Trade-off: first invocation of a domain capability pays a provision latency cost. Benefit: baseline session token budget stays predictable.


Rules in {specialization_layer}/rules/ inject on every agent turn. Typical categories:

  • Architecture constraints
  • Output standards
  • Dependency gates (when package manifests exist)
  • Stack-specific patterns (added at init based on profile)

/sdlc:token-health audits this corpus. Report artifacts:

  • .sdlc/sdlc-token-health.html
  • canvases/sdlc-token-health.canvas.tsx

Measured always-injected baseline: ~9,426 raw tokens (as of last audit in INDEX).

Design principle: if knowledge applies to every turn, it belongs in rules or memories. If it applies to one domain, it belongs in a playbook.


Three documentation layers with different load profiles:

LayerSizeLoad whenUpdate when
MemoriesSmall (~200 lines each)Every session (hook)Event-driven
INDEXMedium (bracket notation)Hydrate (scoped sections)New doc created
SpecsLarge (per feature)Feature start onlySpec approval

An agent implementing JAMBU-33 reads the JAMBU-33 spec — not all specs in .sdlc/specs/. INDEX tells the agent the spec exists; the spec file provides detail.


A handoff (.sdlc/handoffs/LATEST.md) is lossy compression of session state:

  • What was accomplished
  • What remains open
  • Active worktree paths
  • Blockers and gate status

The next session reads the handoff instead of re-deriving state from git log, ticket comments, and manifest YAML. This is cheaper than re-exploration and more reliable than chat transcript history.

Stub handoffs fail mark-done gate — they indicate the compression step was skipped.


.sdlc/INDEX.md uses bracket notation ([SECTION], key→value|pipe) for token efficiency. Agents parse structured sections without reading prose navigation.

Example:

[ACTIVE_WORK]
JAMBU-34 ticket=SDLC_gate_matrix spec=.sdlc/specs/infra-sdlc-gates-hardening.md stage=execution
[/ACTIVE_WORK]

Trade-off: human readability is reduced. Benefit: INDEX fits in fewer tokens and supports deterministic section extraction in hooks.


Hook handler collects agent events to .sdlc/trace/events.jsonl. Trace UI (ai-native-sdlc trace) provides SSE stream at /api/events/stream.

Trace is observability for the cognitive layer — not input to agents. It does not consume session context. It answers: what did the agent read, edit, and execute?

Session start surfaces trace dashboard URL when server is running.

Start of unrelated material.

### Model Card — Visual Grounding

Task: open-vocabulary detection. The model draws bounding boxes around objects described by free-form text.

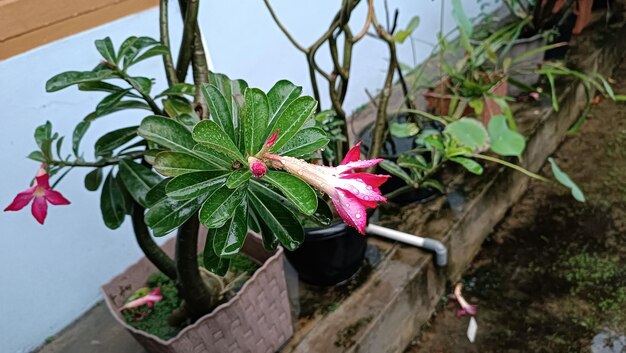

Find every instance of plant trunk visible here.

/sdlc:token-health --fix applies bracket-notation compression to eligible corpus files. This is a maintenance operation, not runtime behavior.

Compression targets:

  • Verbose prose in INDEX sections
  • Redundant cross-references
  • Duplicate constraint declarations across rules and memories

Constraint: compression must not remove enforceable content — only redundant expression.


When adding documentation or procedures:

  1. Does every session need this? → memory or rule
  2. Does one feature need this? → spec
  3. Does one domain need this, sometimes? → playbook (lazy)
  4. Does one workflow stage need this? → command or workflow stage input
  5. Is this navigation metadata? → INDEX entry (scoped section)

Violating these rules inflates baseline context and degrades agent performance across all sessions — not just the feature that introduced the bloat.


Hydration scope is a contract. Expanding eager scope requires justification in an ADR and token-health re-audit.

Lazy loading has a cold-start cost. First /sdlc:learn or playbook provision in a session reads files that eager hydration deliberately excluded.

Rules are expensive. Adding a new always-applied rule affects every turn of every session. Prefer playbook or skill unless the constraint is truly universal.

Handoffs are mandatory compression. Sessions that skip handoff force the next session to pay rediscovery cost — or fail gates if the run attempts closure.